Manuel reprend alors le déroulé de sa vie depuis les quelques semaines précédant leur départ de Barcelone. Il explique les dissensions qui existaient au sein du couple, à propos de son engagement en résistance. Ils s'étaient même disputés juste avant leur départ. Il raconte ensuite la fierté qu'il a ressentie à les voir toutes deux si courageuses lors de ce périlleux déplacement à pied pour franchir le col des Pyrénées dans des conditions hivernales, puis la séparation et son arrivée dans ce camp, cloaque sans nom d'où il s'échappera. Il est ensuite repris et emmené au camp des Alliers, près d'Angoulême où il est resté près d'un an.
En août 1940, les réfugiés du camp sont conduits au camp de Mauthausen. Manuel se remémore sa vie, ou plutôt sa non-vie au camp où il est resté pendant quatre ans, jusqu'à sa libération par les Américains. Puis il continue à raconter ce que fut sa vie jusqu'à aujourd'hui.
Cette deuxième partie est aussi intéressante que la première et vient en quelque sorte la compléter.
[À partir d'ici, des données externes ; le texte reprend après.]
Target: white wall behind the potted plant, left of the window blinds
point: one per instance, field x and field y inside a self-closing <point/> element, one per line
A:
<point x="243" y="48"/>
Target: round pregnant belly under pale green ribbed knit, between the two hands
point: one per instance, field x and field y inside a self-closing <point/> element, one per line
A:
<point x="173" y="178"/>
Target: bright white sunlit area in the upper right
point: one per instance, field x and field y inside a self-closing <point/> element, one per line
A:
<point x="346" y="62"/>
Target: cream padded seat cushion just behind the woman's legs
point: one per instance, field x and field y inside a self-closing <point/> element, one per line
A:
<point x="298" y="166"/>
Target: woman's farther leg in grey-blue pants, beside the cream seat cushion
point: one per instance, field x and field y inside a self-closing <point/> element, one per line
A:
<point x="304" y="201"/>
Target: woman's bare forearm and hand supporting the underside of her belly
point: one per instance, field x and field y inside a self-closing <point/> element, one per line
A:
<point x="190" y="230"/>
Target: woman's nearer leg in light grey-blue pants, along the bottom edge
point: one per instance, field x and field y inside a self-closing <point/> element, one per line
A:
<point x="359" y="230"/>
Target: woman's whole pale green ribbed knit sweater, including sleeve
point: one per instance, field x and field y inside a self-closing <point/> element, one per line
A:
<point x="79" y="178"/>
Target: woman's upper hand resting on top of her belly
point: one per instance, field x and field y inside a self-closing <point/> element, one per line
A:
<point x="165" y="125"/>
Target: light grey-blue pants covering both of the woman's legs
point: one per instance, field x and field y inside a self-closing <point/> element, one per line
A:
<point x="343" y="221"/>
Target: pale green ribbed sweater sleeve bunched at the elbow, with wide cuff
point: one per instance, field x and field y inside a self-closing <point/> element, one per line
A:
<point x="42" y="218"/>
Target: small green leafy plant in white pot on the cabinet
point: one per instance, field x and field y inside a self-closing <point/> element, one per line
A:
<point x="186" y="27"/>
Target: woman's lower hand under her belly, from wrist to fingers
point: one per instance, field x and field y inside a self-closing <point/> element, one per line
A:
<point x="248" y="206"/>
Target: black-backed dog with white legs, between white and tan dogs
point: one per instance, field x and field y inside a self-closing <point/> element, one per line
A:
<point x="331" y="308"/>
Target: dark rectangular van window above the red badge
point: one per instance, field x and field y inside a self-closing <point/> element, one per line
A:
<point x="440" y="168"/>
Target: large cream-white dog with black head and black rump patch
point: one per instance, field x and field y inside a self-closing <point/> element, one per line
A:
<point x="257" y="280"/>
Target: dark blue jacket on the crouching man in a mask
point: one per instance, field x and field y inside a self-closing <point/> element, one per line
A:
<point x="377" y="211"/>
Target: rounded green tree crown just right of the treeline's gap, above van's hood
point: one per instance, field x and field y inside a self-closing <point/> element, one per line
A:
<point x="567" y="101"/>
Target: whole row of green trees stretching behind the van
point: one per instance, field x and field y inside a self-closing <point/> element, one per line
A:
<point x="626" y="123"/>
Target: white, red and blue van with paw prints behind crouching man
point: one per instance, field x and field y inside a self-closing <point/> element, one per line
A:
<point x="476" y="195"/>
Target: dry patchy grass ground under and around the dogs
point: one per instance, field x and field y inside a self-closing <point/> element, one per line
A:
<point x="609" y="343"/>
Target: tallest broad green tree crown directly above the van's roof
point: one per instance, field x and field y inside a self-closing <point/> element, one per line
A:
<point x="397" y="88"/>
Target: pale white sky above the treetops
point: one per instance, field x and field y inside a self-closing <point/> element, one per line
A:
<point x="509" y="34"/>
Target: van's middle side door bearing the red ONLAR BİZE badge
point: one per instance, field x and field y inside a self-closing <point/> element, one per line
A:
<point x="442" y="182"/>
J'ai appris entre-autre, que ce maudit convoi de 927 personnes emmenées à la gare d'Angoulême et entassées dans des wagons de marchandises, ce sinistre convoi a été identifié comme le premier train de l'histoire de la déportation de civils en Europe occidentale. seulement 73 d'entre eux en réchapperont sur les 470 hommes et jeunes hommes du convoi, tandis que femmes et enfants seront livrés en gare d'Irún à la police franquiste.
Les sentiments éprouvés par les divers personnages de l'histoire sont bien retranscrits, notamment en ce qui concerne Angelita qui a toujours tenu pour acquis la mort de son père en déportation et qui découvre qu'il s'agit d'un mensonge.
Les dessins de la double page concernant le camp de Mauthausen, en disent plus longs que bien des commentaires.
Le parler catalan par le personnel hospitalier, sans traduction, mais à peu près compréhensible ajoute une belle part de réalisme.
À noter que l'album se termine sur un ton plus optimiste avec la mort de Franco, le samedi 20 novembre 1975 : "Celui par lequel tout avait débuté trente-six ans plus tôt, venait de mourir".
Enfin, un dossier de huit pages de croquis et photos d'époque en fin de volume vient compléter et enrichir ce magnifique récit, aussi instructif qu'un documentaire.
Ce double album, témoignage sur cette dramatique séquence honteuse et peu connue de l'histoire du XXe siècle qu'est La Retirada, est à mettre entre toutes les mains et ce, dès l'adolescence.